Her latest, “Beautiful World, Where Are You,” does not venture much farther from the Dublin apartments, dinner tables and email inboxes of her previous work. For each splashy profile of the 30-year-old writer that has preceded publication, there is an equally pointed critique of her earnest mediocrity or the whiteness of her imagination.
In trying to focus on the new novel, it has seemed essential, albeit difficult, to shut out the incessant noise surrounding Rooney and her success. Fortunately, the writing more than lives up to the promise of its predecessors and even exceeds the hype. Rooney has written an extraordinarily lucid, gorgeous and nuanced work about coming of age in what is indeed a broken world. Without directly addressing the pandemic, the book powerfully reflects a moment defined by existential interiority and uncertainty. In making a novelist struggling with overnight fame one of her central characters, she has placed her own angst on the page.
The novel opens with a writer named Alice waiting for her Tinder date in a small-town bar. She has moved to the Irish countryside following a psychological breakdown and now lives in a large house by the sea, alone and withdrawn despite the obligations of her professional success: literary festivals and Internet celebrity. She is waiting at the bar for Felix, a local with a troubled past who scans shipping boxes in a delivery warehouse for a living and doesn’t read books. Parallel to the relationship they forge is the story of Eileen and Simon — Alice’s best friends in Dublin — who have been struggling to define their own entanglement for years. This is the extent of the plot. It is Rooney’s language and alertness to mood, setting and pacing that make these relationships so profoundly compelling.
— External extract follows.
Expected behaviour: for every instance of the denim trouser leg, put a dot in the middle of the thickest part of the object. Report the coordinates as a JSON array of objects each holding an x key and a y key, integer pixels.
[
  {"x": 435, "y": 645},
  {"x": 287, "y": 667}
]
Across her work, Rooney has been examining a Western generation born into the relative economic and political privilege of the 1990s, now confronted with a collapsing order and deep inequities. For those who thought their educations would provide protections and pathways to settlement, there is emotional drift and lack of connection.
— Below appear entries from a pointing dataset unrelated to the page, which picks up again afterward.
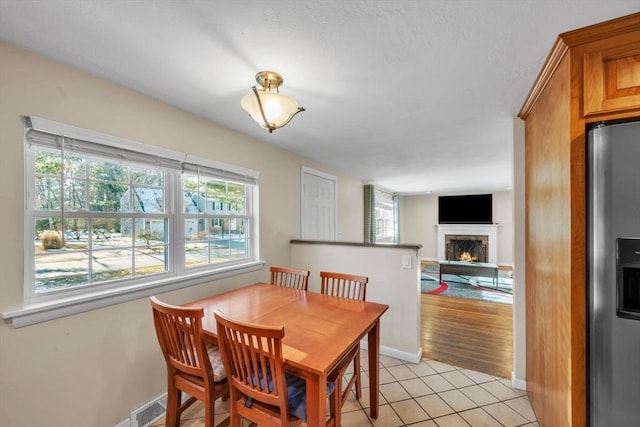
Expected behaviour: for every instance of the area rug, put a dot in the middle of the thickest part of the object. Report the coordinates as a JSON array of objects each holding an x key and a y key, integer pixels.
[{"x": 461, "y": 286}]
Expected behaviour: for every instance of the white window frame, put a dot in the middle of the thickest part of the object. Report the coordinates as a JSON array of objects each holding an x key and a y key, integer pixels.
[
  {"x": 385, "y": 215},
  {"x": 51, "y": 305}
]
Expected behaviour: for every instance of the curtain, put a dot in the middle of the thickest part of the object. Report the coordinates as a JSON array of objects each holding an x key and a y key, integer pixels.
[
  {"x": 369, "y": 214},
  {"x": 396, "y": 218}
]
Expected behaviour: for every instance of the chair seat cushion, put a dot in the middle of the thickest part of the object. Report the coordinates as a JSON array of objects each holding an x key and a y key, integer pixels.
[
  {"x": 215, "y": 358},
  {"x": 297, "y": 391}
]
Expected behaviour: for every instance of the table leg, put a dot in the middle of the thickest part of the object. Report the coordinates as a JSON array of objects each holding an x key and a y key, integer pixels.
[
  {"x": 316, "y": 397},
  {"x": 374, "y": 368}
]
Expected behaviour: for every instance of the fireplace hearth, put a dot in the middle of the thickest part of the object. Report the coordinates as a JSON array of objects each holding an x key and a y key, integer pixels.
[
  {"x": 472, "y": 248},
  {"x": 479, "y": 240}
]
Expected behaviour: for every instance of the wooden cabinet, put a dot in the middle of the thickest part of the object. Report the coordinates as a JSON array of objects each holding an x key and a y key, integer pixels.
[
  {"x": 591, "y": 74},
  {"x": 612, "y": 79}
]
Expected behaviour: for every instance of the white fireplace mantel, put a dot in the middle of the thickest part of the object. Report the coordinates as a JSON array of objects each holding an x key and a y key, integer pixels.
[{"x": 490, "y": 230}]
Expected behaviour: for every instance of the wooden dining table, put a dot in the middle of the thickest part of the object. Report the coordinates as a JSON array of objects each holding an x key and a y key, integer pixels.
[{"x": 319, "y": 332}]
On the surface, “Beautiful World” is indeed low-stakes 30-something angst — and perhaps this is exactly why Rooney has her share of detractors. “Normcore,” “basic” and “millennial” seem to be recurring accusations. In contrast with a literary moment defined by new, underrepresented voices and pulsating political novels filled with cultural reckonings, Rooney’s characters are rather ordinary. And yet, this is one of the most assured, poetic and beautifully calibrated books I’ve read in years. The “technology” of her novel — a term Rooney has used to describe her craft — is precision-tested to meet the way language works today.
In long emails interspersed between the central narrative, Eileen and Alice ruminate about everything from climate change to white privilege, from the history of writing to their ambivalence toward motherhood.
For all the hand-wringing about millennial self-absorption or social media narcissism, one of the most touching aspects of the generation for and about whom Rooney is writing is a certain earnestness and social consciousness the current political order seems unable to harness.